Gastroenterology Department, Centro Hospitalar e Universitário de Coimbra, Praceta Prof. Mota Pinto, 3004-561, Coimbra, Portugal.
Faculty of Medicine, University of Coimbra, Coimbra, Portugal.
Ann Clin Microbiol Antimicrob. 2023 Jul 4;22(1):54. doi: 10.1186/s12941-023-00582-2.
Hybrid therapy (HT) is a non-bismuth quadruple therapy created to surpass Helicobacter pylori's (H. pylori) resistance rates to antibiotics. HT has excellent eradication rates, as well as a very good compliance and safety profile. We aim to compare HT with sequential therapy (ST) and concomitant therapy (CT) for the eradication of H. pylori.
This systematic review was conducted following the principles of the PRISMA guidelines. Literature was electronically searched on the CENTRAL library, PubMed, Embase, Scopus, LILACS, and ClinicalTrials.gov. Only randomized controlled trials were included. The primary outcome evaluated was eradication rate of H. pylori. The secondary outcomes evaluated were adverse events and compliance rates. Meta-analyses were performed with Cochrane Review Manager 5.4. The Mantel-Haenszel method was used to estimate the pooled relative risk and 95% confidence interval of the eradication rates between HT and other regimens, as well as the secondary outcomes.
10 studies were included, comprising 2993 patients. The mean eradication rates achieved by HT with intention-to-treat (ITT) and per-protocol (PP) analyses were, respectively, 86% (range: 79.2-90.8%) and 91.7% (range: 82.6-96.1%). No statistically significant difference was found in ITT eradication rate between HT and CT (relative risk: 1; 95% CI: 0.96- 1.03) and between HT and ST (relative risk: 1.02; 95% CI: 0.92-1.14). PP analysis revealed similar results.

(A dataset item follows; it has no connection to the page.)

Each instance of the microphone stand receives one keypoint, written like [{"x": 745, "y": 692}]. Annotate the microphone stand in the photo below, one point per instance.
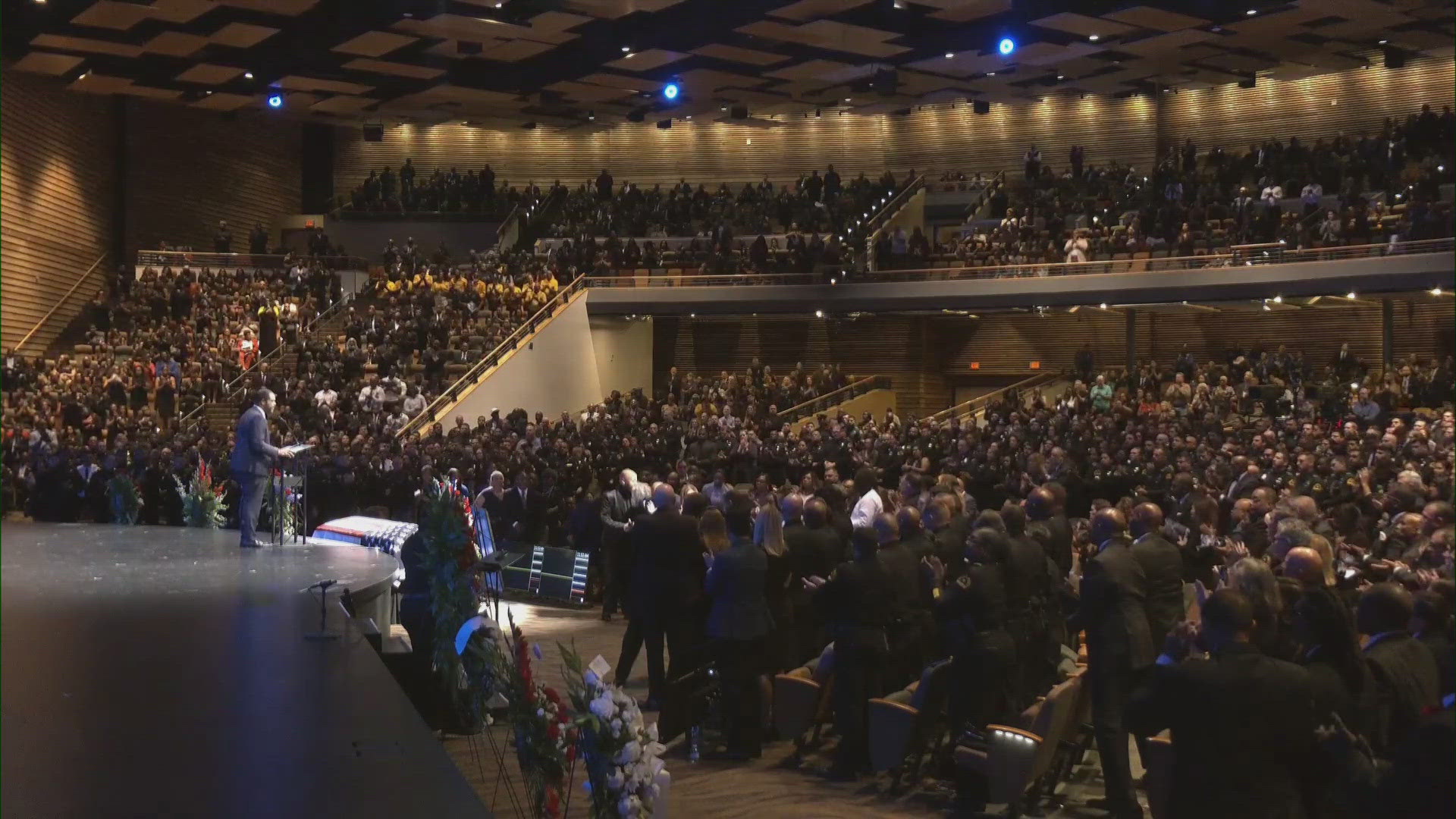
[{"x": 322, "y": 634}]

HT was associated with higher compliance rates than CT and slightly lower than ST. As far as adverse events are concerned, this meta-analysis demonstrated a higher occurrence of adverse events on the group of patients treated with CT when compared with HT. HT and ST showed similar results.
HT has similar eradication, compliance and adverse event rates when compared to ST, but a better safety profile than the CT.
混合疗法(HT)是一种非铋四联疗法,旨在提高幽门螺杆菌(H. pylori)对抗生素的耐药率。HT 具有较高的根除率,同时具有良好的依从性和安全性。我们旨在比较 HT 与序贯疗法(ST)和同时疗法(CT)对 H. pylori 的根除效果。
本系统评价遵循 PRISMA 指南的原则进行。通过 CENTRAL 图书馆、PubMed、Embase、Scopus、LILACS 和 ClinicalTrials.gov 对文献进行电子检索。仅纳入随机对照试验。主要结局评估为 H. pylori 的根除率。次要结局评估为不良反应和依从率。采用 Cochrane Review Manager 5.4 进行荟萃分析。采用 Mantel-Haenszel 法估计 HT 与其他方案之间的根除率的合并相对风险和 95%置信区间,以及次要结局。
纳入 10 项研究,共 2993 名患者。HT 的意向治疗(ITT)和符合方案(PP)分析的平均根除率分别为 86%(范围:79.2-90.8%)和 91.7%(范围:82.6-96.1%)。HT 与 CT 之间的 ITT 根除率无统计学差异(相对风险:1;95%CI:0.96-1.03),与 ST 之间也无统计学差异(相对风险:1.02;95%CI:0.92-1.14)。PP 分析也得出了类似的结果。HT 的依从率高于 CT,略低于 ST。至于不良反应,本荟萃分析显示,与 HT 相比,CT 组患者不良反应发生率更高。HT 和 ST 结果相似。
HT 的根除率、依从性和不良反应发生率与 ST 相似,但安全性优于 CT。